Coronavirus protocols will also be strictly adhered to at Tipitina’s, general manager Brian “Tank” Greenberg said. Seeing a show now “is not going to be what people are used to.”
Normally 700 or more fans can squeeze into Tipitina’s; on Friday, only 75 will be allowed. They’ll sit either at tables on the first floor or stools along the railing of the balcony.
They must wear masks when entering, leaving and moving about the venue. Dancing and congregating at the bar or near the stage is not allowed. Servers will take drink orders at the tables.
Between shows, Tipitina’s will be sanitized. The late show will conclude by 11 p.m., the time headliners typically started their sets pre-pandemic.
Ivan Neville is a fitting choice for Tipitina’s grand reopening: he’s a COVID-19 survivor. In March 2020, he endured a harrowing ordeal of high fevers and low blood-oxygen levels before recovering.
With Neville onstage Friday, music fans will again be able to pass the bronze Professor Longhair bust near the door and listen to live music inside.

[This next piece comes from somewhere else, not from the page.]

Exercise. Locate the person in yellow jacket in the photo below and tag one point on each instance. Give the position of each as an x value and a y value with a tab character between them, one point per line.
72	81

“If anyone had asked me if the city could do a year without music at venues like Tipitina’s, I would have said, ‘Impossible,’” Greenberg said.
Friday’s shows “won’t necessarily be a moneymaker; hopefully, we won’t lose money. But we wanted to do something that put out a positive vibe and allowed people to enjoy Tipitina’s again. It’s been too long.”
For the first time since the coronavirus pandemic commenced a year ago, Tipitina’s and the Howlin’ Wolf plan to open to the public.